There they stood, the boy and the bear, each eyeing the other as though they were the best of friends, and would like to eat each other, which, in fact, was literally true.

Time sped very slowly for one of them, you may be sure; and it seemed to Balser that he had been standing almost an age in the middle of Blue River on that wretched shaking log, when he heard his mother's dinner horn, reminding him that it was time to go home.

Balser quite agreed with his mother and gladly would he have gone, I need not tell you; but there stood the bear, patient, determined, and fierce; and Little Balser soon was convinced in his mind that his time had come to die.

He hoped that when his father should go home to dinner and find him still absent, he would come up the river in search of him, and frighten away the bear. Hardly had this hope sprung up in his mind, when it seemed that the same thought had also occurred to the bear, for he began to move down toward the shore end of the log upon which Balser was standing.

Slowly came the bear until he reached the end of the log, which for a moment he examined suspiciously, and then, to Balser's great alarm, cautiously stepped out upon it and began to walk toward him.

Balser thought of the folks at home, and, above all, of his baby sister; and when he felt that he should never see them again, and that they would in all probability never know of his fate, he began to grow heavy-hearted and was almost paralyzed with fear.

On came the bear, putting one great paw in front of the other, and watching Balser intently with his little black eyes.
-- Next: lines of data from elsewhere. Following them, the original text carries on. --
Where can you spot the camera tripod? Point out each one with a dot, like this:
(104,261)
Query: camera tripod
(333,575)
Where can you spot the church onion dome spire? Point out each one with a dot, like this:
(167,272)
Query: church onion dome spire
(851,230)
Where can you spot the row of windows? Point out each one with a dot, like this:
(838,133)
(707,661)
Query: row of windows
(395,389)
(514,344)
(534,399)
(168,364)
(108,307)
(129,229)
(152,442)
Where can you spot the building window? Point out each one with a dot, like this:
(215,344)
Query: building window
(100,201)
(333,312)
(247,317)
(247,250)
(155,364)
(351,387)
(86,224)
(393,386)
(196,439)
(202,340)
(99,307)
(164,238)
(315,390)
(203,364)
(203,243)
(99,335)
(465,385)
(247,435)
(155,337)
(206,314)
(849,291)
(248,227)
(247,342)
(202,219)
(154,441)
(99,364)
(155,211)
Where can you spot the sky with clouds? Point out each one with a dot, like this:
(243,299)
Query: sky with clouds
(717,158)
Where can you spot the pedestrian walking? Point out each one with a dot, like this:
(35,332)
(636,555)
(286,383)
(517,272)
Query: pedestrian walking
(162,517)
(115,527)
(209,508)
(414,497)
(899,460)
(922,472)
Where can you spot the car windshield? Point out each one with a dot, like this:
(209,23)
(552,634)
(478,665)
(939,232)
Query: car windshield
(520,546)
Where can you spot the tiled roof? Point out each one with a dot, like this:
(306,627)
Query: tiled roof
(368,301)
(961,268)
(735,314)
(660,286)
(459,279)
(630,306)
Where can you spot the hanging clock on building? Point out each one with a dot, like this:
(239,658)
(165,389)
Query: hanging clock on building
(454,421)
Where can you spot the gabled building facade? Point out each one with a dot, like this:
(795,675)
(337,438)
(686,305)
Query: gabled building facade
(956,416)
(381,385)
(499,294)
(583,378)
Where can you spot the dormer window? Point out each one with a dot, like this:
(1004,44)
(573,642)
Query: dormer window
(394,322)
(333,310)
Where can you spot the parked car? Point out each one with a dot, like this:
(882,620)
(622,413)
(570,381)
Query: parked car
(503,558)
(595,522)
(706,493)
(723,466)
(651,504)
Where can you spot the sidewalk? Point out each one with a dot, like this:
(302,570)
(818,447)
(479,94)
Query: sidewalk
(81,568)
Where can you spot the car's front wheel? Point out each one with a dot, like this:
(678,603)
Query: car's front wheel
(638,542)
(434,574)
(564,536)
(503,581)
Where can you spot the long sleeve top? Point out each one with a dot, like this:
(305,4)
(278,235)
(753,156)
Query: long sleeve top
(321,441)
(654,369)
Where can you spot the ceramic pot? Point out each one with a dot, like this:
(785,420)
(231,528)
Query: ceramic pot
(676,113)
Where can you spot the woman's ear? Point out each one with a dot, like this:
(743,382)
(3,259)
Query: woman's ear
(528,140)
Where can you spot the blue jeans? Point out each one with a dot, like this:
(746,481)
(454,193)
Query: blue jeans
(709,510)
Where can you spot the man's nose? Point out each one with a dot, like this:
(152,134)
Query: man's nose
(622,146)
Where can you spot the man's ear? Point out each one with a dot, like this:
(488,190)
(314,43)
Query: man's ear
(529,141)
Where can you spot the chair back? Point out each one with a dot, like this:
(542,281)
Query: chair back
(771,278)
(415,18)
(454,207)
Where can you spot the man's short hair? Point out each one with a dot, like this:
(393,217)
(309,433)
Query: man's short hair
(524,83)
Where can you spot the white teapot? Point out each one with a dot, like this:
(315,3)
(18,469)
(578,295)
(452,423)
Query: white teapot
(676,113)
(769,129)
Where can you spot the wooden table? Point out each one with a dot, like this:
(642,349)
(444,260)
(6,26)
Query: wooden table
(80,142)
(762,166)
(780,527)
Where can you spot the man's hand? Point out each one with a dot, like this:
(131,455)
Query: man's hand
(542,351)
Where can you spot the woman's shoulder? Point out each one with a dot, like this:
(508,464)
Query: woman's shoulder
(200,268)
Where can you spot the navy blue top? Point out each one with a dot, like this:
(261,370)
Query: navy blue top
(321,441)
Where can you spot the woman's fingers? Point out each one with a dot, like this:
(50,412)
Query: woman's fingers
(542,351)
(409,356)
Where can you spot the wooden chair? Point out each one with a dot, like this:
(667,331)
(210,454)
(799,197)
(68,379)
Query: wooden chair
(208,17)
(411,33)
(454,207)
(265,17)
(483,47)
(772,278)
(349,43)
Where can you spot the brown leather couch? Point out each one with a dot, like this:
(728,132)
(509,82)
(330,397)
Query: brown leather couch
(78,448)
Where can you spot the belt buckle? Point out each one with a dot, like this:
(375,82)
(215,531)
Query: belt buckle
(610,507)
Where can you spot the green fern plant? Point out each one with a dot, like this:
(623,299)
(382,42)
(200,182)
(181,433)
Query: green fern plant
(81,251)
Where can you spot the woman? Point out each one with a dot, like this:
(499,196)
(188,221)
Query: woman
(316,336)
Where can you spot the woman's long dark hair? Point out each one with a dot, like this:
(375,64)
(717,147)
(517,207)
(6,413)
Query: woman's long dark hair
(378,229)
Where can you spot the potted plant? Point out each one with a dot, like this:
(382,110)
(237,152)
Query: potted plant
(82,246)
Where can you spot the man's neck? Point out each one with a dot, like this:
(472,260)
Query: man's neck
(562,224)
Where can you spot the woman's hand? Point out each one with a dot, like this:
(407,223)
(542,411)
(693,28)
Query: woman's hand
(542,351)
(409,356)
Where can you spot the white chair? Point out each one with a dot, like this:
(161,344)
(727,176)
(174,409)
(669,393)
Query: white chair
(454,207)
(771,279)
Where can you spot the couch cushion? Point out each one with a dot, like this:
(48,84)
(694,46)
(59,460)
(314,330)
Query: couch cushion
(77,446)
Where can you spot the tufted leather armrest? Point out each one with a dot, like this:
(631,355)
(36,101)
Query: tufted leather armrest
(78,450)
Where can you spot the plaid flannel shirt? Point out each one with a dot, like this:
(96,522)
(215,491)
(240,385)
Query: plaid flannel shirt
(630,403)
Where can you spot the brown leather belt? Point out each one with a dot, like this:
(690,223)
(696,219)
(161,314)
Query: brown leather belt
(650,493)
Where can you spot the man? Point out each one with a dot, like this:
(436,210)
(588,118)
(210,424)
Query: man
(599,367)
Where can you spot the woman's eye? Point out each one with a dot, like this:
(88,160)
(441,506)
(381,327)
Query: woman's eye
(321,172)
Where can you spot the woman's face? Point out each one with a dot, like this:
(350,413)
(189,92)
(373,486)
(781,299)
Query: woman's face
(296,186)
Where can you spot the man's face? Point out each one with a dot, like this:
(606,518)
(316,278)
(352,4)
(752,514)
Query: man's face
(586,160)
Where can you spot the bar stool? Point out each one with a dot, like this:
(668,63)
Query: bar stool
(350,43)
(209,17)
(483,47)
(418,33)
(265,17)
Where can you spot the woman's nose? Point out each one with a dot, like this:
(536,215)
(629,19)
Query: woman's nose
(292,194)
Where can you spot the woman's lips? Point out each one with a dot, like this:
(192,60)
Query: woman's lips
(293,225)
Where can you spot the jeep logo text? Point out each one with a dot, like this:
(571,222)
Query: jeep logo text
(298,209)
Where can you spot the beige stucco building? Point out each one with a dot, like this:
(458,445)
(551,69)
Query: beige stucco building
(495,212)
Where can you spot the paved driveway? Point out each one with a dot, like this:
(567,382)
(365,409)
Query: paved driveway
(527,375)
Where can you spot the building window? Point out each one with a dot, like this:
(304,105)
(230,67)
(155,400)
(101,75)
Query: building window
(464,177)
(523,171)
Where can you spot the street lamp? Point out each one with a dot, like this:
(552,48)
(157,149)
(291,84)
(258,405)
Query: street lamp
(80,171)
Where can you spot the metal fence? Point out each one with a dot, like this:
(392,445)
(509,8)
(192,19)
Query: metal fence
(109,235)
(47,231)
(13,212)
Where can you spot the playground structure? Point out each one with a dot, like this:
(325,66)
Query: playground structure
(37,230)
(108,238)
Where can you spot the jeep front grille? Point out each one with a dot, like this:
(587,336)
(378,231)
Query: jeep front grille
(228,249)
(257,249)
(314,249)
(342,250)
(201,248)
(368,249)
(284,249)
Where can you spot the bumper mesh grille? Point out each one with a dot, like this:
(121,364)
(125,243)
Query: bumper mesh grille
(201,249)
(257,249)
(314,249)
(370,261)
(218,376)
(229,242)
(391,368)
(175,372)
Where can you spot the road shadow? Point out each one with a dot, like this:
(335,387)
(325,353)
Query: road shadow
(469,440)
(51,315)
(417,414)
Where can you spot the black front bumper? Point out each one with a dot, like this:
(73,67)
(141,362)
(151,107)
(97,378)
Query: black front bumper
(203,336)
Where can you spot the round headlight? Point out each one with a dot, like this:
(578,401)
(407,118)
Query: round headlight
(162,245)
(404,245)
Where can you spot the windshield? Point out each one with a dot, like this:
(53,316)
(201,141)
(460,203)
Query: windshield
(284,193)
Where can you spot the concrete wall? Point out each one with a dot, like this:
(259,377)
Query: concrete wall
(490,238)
His tongue hung out, and his great red mouth was open to its widest, showing the sharp, long, glittering teeth that would soon be feasting on a first-class boy dinner.

When the bear got within a few feet of Balser—so close he could almost feel the animal's hot breath as it slowly approached—the boy grew desperate with fear, and struck at the bear with the only weapon he had—his string of fish.

Now, bears love fish and blackberries above all other food; so when Balser's string of fish struck the bear in the mouth, he grabbed at them, and in doing so lost his foothold on the slippery log and fell into the water with a great splash and plunge.

This was Balser's chance for life, so he flung the fish to the bear, and ran for the bank with a speed worthy of the cause.